Leroy si era fatto scivolare il fucile in mano, lo aveva puntato contro Gentry e aveva guardato Marvin in attesa dell'ordine. Marvin aveva tirato fuori la Ruger e l'aveva data a Gentry. «Uccidilo, amico.» «Certo.» Gentry era tornato di sopra, aveva preso la scatola di munizioni e aveva ricaricato la rivoltella. I potenti proiettili Magnum erano scivolati nel tamburo senza rumore. Gentry si era reso conto che le mani gli tremavano. Aveva respirato profondamente finché il tremore non era cessato, poi era sceso di sotto per cercare una torcia ed era uscito nella notte.
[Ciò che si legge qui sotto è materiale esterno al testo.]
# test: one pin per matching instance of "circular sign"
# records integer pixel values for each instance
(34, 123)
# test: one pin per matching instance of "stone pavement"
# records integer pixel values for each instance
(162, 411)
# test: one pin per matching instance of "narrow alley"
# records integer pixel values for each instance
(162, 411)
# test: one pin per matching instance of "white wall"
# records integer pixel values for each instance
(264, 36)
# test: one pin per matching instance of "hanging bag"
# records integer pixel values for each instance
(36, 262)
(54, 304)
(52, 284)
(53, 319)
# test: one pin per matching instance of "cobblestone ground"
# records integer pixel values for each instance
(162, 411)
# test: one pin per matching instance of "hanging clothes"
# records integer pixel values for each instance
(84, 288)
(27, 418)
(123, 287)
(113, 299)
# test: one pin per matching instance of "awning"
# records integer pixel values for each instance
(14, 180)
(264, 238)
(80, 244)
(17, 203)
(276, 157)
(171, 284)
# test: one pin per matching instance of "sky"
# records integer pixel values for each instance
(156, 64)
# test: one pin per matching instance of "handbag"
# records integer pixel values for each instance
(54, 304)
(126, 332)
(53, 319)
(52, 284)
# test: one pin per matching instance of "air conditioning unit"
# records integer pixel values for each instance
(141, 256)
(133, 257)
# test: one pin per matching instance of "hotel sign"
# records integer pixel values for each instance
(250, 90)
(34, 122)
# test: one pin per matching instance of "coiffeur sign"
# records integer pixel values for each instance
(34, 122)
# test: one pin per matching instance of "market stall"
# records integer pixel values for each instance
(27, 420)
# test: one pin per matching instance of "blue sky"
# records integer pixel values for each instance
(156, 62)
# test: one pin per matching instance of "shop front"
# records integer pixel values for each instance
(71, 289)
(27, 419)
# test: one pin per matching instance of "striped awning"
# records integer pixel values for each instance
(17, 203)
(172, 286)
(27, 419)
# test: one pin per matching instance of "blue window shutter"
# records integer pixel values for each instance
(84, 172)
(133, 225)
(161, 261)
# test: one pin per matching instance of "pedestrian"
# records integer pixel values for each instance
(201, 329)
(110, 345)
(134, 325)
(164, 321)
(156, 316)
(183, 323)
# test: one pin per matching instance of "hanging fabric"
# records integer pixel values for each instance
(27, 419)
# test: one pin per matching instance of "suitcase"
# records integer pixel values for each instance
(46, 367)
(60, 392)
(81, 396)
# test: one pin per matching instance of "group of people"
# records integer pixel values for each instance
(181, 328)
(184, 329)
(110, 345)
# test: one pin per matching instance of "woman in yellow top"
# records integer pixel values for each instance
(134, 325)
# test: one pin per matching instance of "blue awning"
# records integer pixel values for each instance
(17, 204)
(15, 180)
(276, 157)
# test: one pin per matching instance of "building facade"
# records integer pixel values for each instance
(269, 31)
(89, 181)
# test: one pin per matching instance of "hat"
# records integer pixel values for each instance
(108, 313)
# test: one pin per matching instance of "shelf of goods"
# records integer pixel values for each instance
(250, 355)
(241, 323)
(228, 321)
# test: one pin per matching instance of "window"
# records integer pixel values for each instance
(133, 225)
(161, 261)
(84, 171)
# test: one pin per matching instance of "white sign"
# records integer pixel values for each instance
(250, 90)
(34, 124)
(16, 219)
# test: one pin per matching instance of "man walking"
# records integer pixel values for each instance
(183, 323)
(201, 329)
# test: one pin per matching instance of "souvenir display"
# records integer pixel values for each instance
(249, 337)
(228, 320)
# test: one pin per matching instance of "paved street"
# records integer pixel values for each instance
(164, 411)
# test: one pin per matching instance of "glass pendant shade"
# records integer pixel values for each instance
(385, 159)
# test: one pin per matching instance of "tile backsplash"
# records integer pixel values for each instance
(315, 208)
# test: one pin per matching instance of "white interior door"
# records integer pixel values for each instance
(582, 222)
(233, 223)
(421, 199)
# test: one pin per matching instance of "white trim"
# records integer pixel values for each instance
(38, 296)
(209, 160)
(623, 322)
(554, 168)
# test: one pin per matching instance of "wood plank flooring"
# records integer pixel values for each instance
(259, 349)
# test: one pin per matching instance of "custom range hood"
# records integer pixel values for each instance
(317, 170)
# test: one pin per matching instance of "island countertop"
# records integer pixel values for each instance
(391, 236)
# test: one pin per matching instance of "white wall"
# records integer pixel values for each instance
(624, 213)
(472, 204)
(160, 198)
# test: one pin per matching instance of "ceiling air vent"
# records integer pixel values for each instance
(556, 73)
Saul Laski riprese conoscenza mentre Jackson gli visitava la ferita. — Sembra che qualcuno abbia fatto questo lavoretto con un apriscatole — disse l'ex studente di medicina. — Dammi l'altro braccio. Ti faccio un po' di morfina così non sentirai dolore. Saul aveva appoggiato la testa al materasso. Era pallido come uno straccio sotto l'accenno di barba. — Grazie. — Non mi devi ringraziare. Ti manderò il conto. Ci sono dei fratelli che ucciderebbero la madre per questa morfina. — Con fare esperto, Jackson gli fece l'iniezione. — Voi bianchi non sapete prendervi cura del vostro corpo. Gentry si affrettò a fare le domande prima che la morfina facesse effetto. — Saul, cosa diavolo ci fai qui? L'uomo più anziano scosse la testa. — È una lunga storia. In questa faccenda sono coinvolte molte più persone di quante potessi immaginare, sceriffo. — Ce ne stiamo accorgendo. Sai dov'è il tuo Oberst? Jackson finì di pulire la ferita e cominciò a suturarla. Saul diede un'occhiata e poi distolse lo sguardo. — Non con esattezza. Ma è qui da qualche parte. Molto vicino. Ho appena incontrato un uomo di colore di nome Jensen Luhar che da molti anni è un agente dell'Oberst. Gli altri... Colben, Haines... mi hanno lasciato libero nella speranza che li conducessi dall'Oberst. — Haines! — disse Gentry. — Dannazione, lo sapevo che non potevo fidarmi di quel figlio di puttana. Saul si passò la lingua sulle labbra. La sua voce stava diventando strascicata. — Natalie è qui? Gentry guardò altrove. — Era qui. Qualcuno l'ha presa... l'ha portata via... ventiquattr'ore fa.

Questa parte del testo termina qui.